教えのやさしい解説

大白法 633号
 
大小相対(だいしょうそうたい)
 五重相対の第一「内外相対」では、外道に対して内道の仏教が勝(すぐ)れていると判釈(はんじゃく)されました。
 この仏教に、大乗(だいじょう)教と小乗教の区別があり、これを比較(ひかく)相対して大乗教が勝れていると判定するのが「大小相対」です。
 「乗」とは、「運ぶ」「乗せる」という意味で、釈尊の教法が人々を迷(まよ)いの此岸(しがん)から悟(さと)りの彼岸(ひがん)へ運ぶ乗り物に譬(たと)えています。つまり、小乗は小さな(劣(おと)った)乗り物であり、大乗は大きな(勝れた)乗り物を意味します。これを日蓮大聖人は、『乙御前(おとごぜん)御消息』に、
 「小乗経と申す経は世間の小船(こぶね)のごとく、わづかに人の二人三人等は乗すれども百千人は乗せず。設(たと)ひ二人三人等は乗すれども、此岸につけて彼岸へは行きがたし。又すこしの物をば入るれども、大なる物をば入れがたし。大乗と申すは大船(たいせん)なり」(御書 八九五)と教えられています。
 さて、天台大師の判釈によれば、小乗教は釈尊が十二年間にわたって説かれた阿含経に当たります。この教えは自己(じこ)の救済のみを求める声聞(しょうもん)・縁覚(えんがく)等の小乗の機根を大乗教へと誘引(ゆういん)するために説かれた初歩的(しょほてき)な教えと判ぜられます。教理(きょうり)は「空(くう)」の教えを根本にし、灰身(けしん)滅智(めっち)の小果に至らしめる法門です。
 これに対して大乗教は、小乗教では遠く及ばない高度な教理を説くもので、華厳(けごん)・般若(はんにゃ)・法華等の経教(きょうぎょう)をいいます。
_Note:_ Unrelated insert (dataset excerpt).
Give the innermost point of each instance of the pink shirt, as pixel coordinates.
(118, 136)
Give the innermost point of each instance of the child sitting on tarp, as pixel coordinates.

この教えは小乗の自利的(じりてき)な教えを破折し、仏の遠大(おんだい)な悟りを求めて自己と他(た)の者をも救済していくという、菩薩(ぼさつ)大乗の機根を運(はこ)ぶ教えです。
 すなわち、教理が高く広く幽玄(ゆうげん)であり、多くの衆生を救済することを目的とするために大乗教といい、教理が低く狭(せま)く浅薄(せんぱく)であり、自己の救済のみを求めるゆえに小乗教というのです。
 大聖人の大小相対判は、このような天台の教相の意義を当然含(ふく)むものですが、外道(小乗)に対する小乗(大乗)、権(ごん)大乗(小乗)に対する法華迹門(しゃくもん)(大乗)、文上(もんじょう)迹門(小乗)に対する文上本門(大乗)等と幅(はば)広く活用されています。
 中でも『観心(かんじんの)本尊抄』の文底下種三段(さんだん)を明かす箇所(かしょ)では、
 「一品(いっぽん)二半(にはん)よりの外は小乗教」(同 六五五)
と示されているように、文底能詮(のうせん)の一品二半以外の諸経はすべて小乗に属すと判釈され、これを所詮の法体(ほったい)に約したときには、次下(つぎしも)に、
 「但(ただ)し彼(かれ)は脱、此(これ)は種なり」(同六五六)
と説かれているように、文底下種の南無妙法蓮華経こそ唯一(ゆいいつ)の大乗であり、その他の権教・法華迹門、さらに文底が未(いま)だ顕れる以前の文上本門の一品二半等は悉(ことごと)く小乗教と見なされるのです。
 末法万年の衆生を救済(きゅうさい)する真実の大乗、権大乗の教えたる南無妙法蓮華経をもって、他(ほか)の一切の小乗を破折していきましょう。